Google came up with a new way to match faces and voices, and has filed a patent on it with the World Intellectual Property Organization. Google’s patent is not just an enhancement to existing facial recognition features commonly found in mobile devices and apps, but also includes the ability to recognize and match multiple faces and voices in a video. The method focuses on determining when somebody is talking, then matching their voice to their face, potentially giving the machine the ability to hear and understand individual voices in a din or a noisy environment by looking for a face that matches a sound pattern that corresponds to a pre-defined voice profile.
The patent details a voice diarization system that starts by finding faces, then watches those faces when speech is present in the video in order to determine when somebody’s talking. Essentially, the goal is to catch somebody talking alone, then isolate their voice by confirming any audio matches with the movement of their mouth. Once that’s done, the voice is positively profiled and filed together with the face, creating a hard match. In crowd situations or videos with multiple speakers, the procedure is repeated for every person who speaks in the video, and once profiles are formed for everybody, the system can tell who’s speaking and when, as well as understand what they’re saying a bit better by reading their lips while transcribing audio to check that mouth movement matches what the machine’s audio processing thinks the person is saying.

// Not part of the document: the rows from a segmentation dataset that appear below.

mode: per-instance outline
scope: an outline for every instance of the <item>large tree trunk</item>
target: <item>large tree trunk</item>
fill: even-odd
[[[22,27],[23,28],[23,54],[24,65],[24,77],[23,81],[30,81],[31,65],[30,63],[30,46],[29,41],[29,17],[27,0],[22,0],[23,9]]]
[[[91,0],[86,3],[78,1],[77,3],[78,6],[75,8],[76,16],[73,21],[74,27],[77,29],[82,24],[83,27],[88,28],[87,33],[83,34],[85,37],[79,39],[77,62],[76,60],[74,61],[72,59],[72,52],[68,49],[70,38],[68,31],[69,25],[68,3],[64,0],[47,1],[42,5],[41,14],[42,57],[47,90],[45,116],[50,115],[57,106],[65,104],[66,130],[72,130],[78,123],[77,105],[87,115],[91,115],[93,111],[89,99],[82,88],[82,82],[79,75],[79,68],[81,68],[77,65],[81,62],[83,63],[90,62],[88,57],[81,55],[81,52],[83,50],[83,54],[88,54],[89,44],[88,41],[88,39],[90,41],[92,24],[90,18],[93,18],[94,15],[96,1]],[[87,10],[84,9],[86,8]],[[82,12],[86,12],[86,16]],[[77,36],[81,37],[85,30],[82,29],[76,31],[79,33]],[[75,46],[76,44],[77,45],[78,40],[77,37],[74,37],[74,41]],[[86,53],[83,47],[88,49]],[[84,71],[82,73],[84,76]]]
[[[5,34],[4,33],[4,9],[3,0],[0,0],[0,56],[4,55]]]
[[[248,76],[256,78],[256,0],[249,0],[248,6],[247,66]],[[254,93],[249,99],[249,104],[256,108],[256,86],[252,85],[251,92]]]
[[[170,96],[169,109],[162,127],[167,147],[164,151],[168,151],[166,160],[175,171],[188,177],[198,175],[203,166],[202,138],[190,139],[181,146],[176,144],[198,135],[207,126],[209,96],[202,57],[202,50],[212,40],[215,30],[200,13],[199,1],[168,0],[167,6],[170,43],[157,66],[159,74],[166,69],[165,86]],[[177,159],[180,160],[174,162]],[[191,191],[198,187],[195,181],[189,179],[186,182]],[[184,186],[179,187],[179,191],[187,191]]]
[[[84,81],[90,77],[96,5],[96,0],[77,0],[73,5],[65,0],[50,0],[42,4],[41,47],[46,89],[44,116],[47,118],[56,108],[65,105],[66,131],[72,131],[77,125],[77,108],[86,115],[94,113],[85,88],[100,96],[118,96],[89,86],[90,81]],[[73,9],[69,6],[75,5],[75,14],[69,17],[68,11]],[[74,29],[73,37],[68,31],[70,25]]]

This new method is based on computer vision and machine learning, and has a nearly endless stable of potential use cases. In Google’s patent filing, it speaks of automatic captioning in very broad terms, which almost certainly is in reference to the same feature on YouTube. Google detailed its efforts in this area not long ago, and swore to keep improving; this patent is likely an indication of the direction its efforts will be moving in. Better face-based security for devices, isolating vocal audio in videos, making better lip syncing for character models in computer-generated multimedia with voice acting and adding new voice and facial expression gestures to consumer devices are just a few possible uses for this new technology.